We love cinema. Here are some things we also love:
-Access for people who can't always afford, or live in towns without, theaters
-Letting everyone, everywhere enjoy releases at the same time
-Giving filmmakers more ways to share artThese things are not mutually exclusive.
— Netflix Film (@NetflixFilm) March 4, 2019
Insomma, Netflix ribadisce che il suo amore per il cinema non è in contraddizione con le sue modalità distributive, indubbiamente vantaggiose per chi abita lontano dai grandi centri o non può permettersi di acquistare sempre i biglietti per il cinema (pensiamo a quelle famiglie che devono spendere un capitale per un singolo film, soprattutto con figli numerosi).
Al colosso dello streaming si contesta di aver distribuito Roma nelle sale per soltanto tre settimane prima dell’uscita sulla piattaforma, ma il film di Alfonso Cuarón è stato presente in alcuni cinema per ben 13 settimane, quindi non è stata propriamente una toccata e fuga. Lo stesso regista messicano, dopo i Golden Globes, ha difeso le scelte distributive di Netflix per un’opera del genere, non certo semplice da piazzare nei circuiti internazionali.
Il punto, inoltre, è che le eventuali modifiche al regolamento dell’Academy finirebbero per impattare su tutta l’industria, non solo sulle piattaforme on-line. Al momento, un film deve essere proiettato per almeno una settimana nella contea di Los Angeles perché sia candidabile agli Oscar: questa regola ha permesso anche a film più “piccoli” (compreso – ironicamente – The Post dello stesso Spielberg) di partecipare agli Academy Awards con una breve distribuzione alla fine dell’anno, diventando così “eleggibili” per gli Oscar del febbraio successivo. Tale strategia è stata sfruttata dagli studios per anni, ma rischierebbe di sparire se l’Academy decidesse di imporre ai candidati una distribuzione più lunga nelle sale cinematografiche, complicando la vita soprattutto a quei film che escono dopo Natale.
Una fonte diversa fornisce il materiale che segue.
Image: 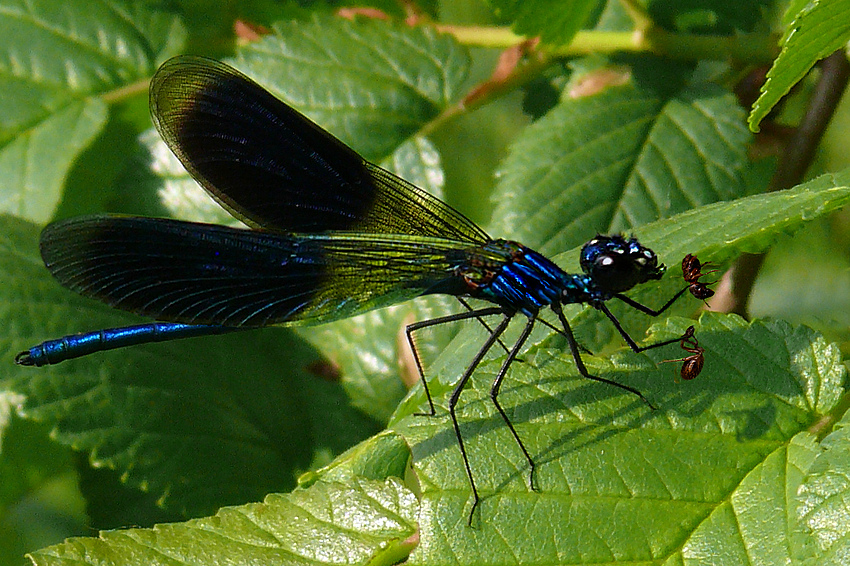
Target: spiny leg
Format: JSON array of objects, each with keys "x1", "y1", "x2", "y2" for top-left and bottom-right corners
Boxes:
[
  {"x1": 455, "y1": 297, "x2": 510, "y2": 354},
  {"x1": 404, "y1": 307, "x2": 505, "y2": 417},
  {"x1": 551, "y1": 303, "x2": 656, "y2": 410},
  {"x1": 595, "y1": 302, "x2": 688, "y2": 353},
  {"x1": 449, "y1": 313, "x2": 511, "y2": 526},
  {"x1": 490, "y1": 317, "x2": 537, "y2": 491}
]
Netflix, peraltro, non ha violato nessuna regola per garantire la partecipazione di Roma agli ultimi Oscar, e il fatto che la piattaforma non fornisca i dati del box office non ha alcuna importanza: le candidature agli Academy Awards, infatti, non dovrebbero essere legate agli incassi commerciali (e, qualora lo fossero in via ufficiosa, sarebbe profondamente sbagliato). A Netflix si obietta inoltre di aver investito 60 milioni di dollari per la campagna di Roma, e questo ha indubbiamente oscurato gli altri film, soprattutto nella categoria Miglior Film Straniero; ma i grandi investimenti per gli Oscar non sono certo una novità, e nessuno li ha mai contestati alle major di Hollywood, che spesso con le loro produzioni soverchiano film indipendenti più meritevoli nella categoria Miglior Film.
Sarà interessante vedere come si evolverà la faccenda, ma bisogna tenere presente che le piattaforme on-line non sono necessariamente in contraddizione con le sale cinematografiche, e che altri media del passato – la televisione, i VHS… – sono già stati accusati di “uccidere” il cinema. Eppure, la Settima Arte è ancora qui, e le sale non sono certo sparite (almeno, non del tutto). Il cinema è inscindibile dall’evoluzione tecnologica dei suoi strumenti e delle sue modalità fruitivo-distributive, ma la convivenza è possibile.